Sunday, May 30, 2010

Easy is Complicated

For my Day Job (More signs that I've been officially hired -- my search entry in the campus people directory has been updated, although the office phone number is wrong.) I'm supposed to be learning a some scientific workflow software. This is open source software, and using the open source lingo I would say that it is less "free as in beer" but more "free as in puppies." And maybe a bit "free as in 'you get what you pay for.'"

Maybe I find it sort of silly because the current project involves running a formidable data set through R (which would be controlled by a script in batch mode) and then taking the results and passing it to another piece of software (my boss's pet software) that has a python scripting interface. So here I am learning a very complicated graphical user interface with some sort of thespian metaphor to basically say, "Run a script.

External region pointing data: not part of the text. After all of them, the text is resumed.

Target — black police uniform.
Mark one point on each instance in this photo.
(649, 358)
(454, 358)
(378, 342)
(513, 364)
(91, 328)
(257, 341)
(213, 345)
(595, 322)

When that's done, take the results and feed them into another script." And the purpose of this? To make things easier for non-programmers. I'm pretty sure that anyone whose work involves tasks like, "Run this script, then run that script" would most likely do that by... writing a script as a wrapper around the two other scripts. But what do I know?

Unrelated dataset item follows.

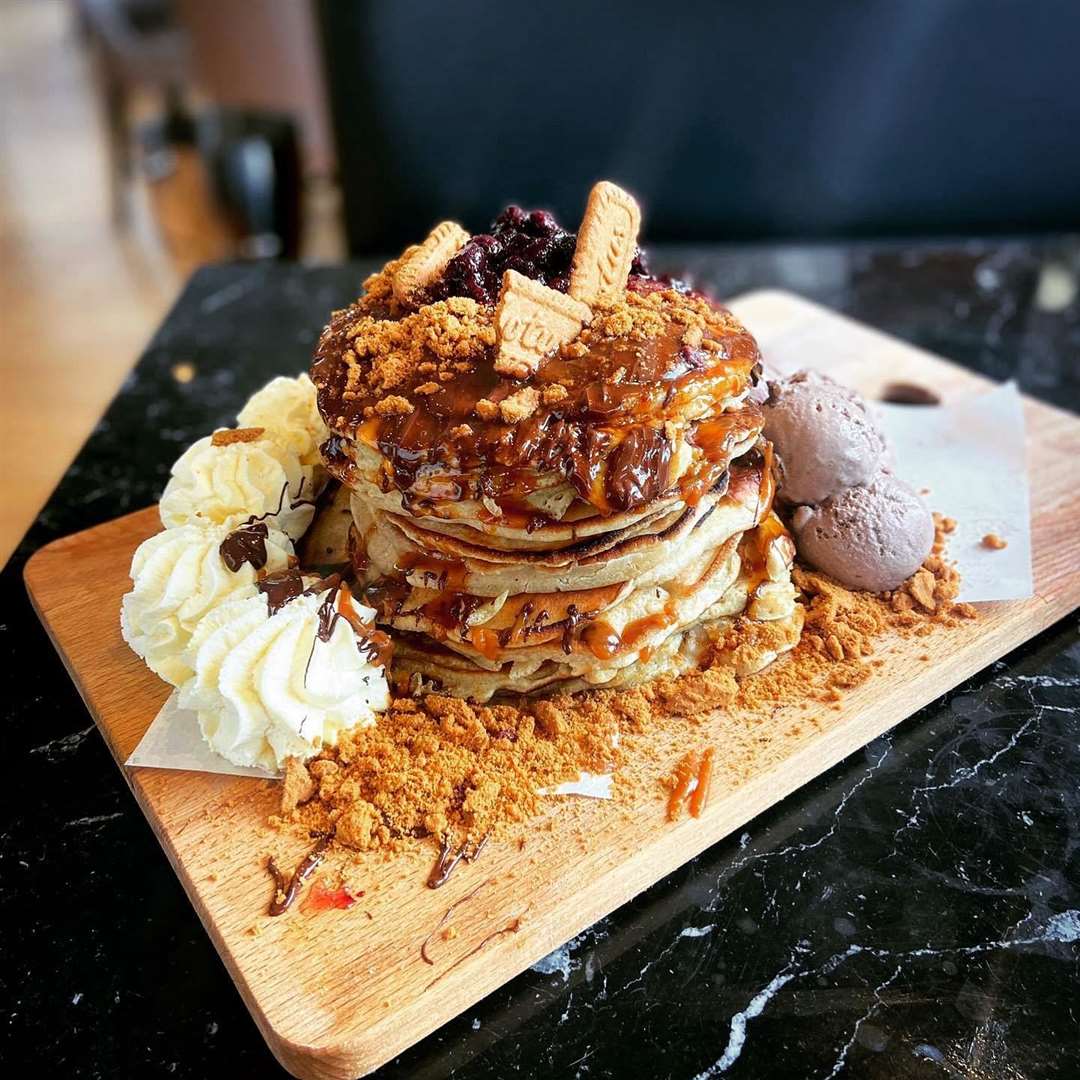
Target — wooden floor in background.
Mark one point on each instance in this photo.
(78, 299)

Since I have not yet figured out this workflow software, I have simplified my working task down to: Run an R script and then do something. I am not yet worrying about getting the software to extract the outputs from R or feeding anything into the next piece of software. Baby steps.

Not really wanting to use one of the formidable data sets that I've been working with (you know, the ones that fill all 4GB of my laptop's memory), I grabbed some math department data that I still have (and theoretically should delete, as I no longer work there, but it is such pretty data). My universe of students are first-time-freshmen who entered the university in Fall 2008. From there I subsetted down to the ones who took College Algebra in their first semester, were unsuccessful, and then retook the course in the second semester. Here's a barplot of their spring grades. Note: "NC" (No Credit) is a special grade that is like a C-, D, and F all rolled into one -- but that doesn't count in one's GPA. This is the "non-success" grade in College Algebra, Freshman Comp, and Intro to Engineering, among other courses.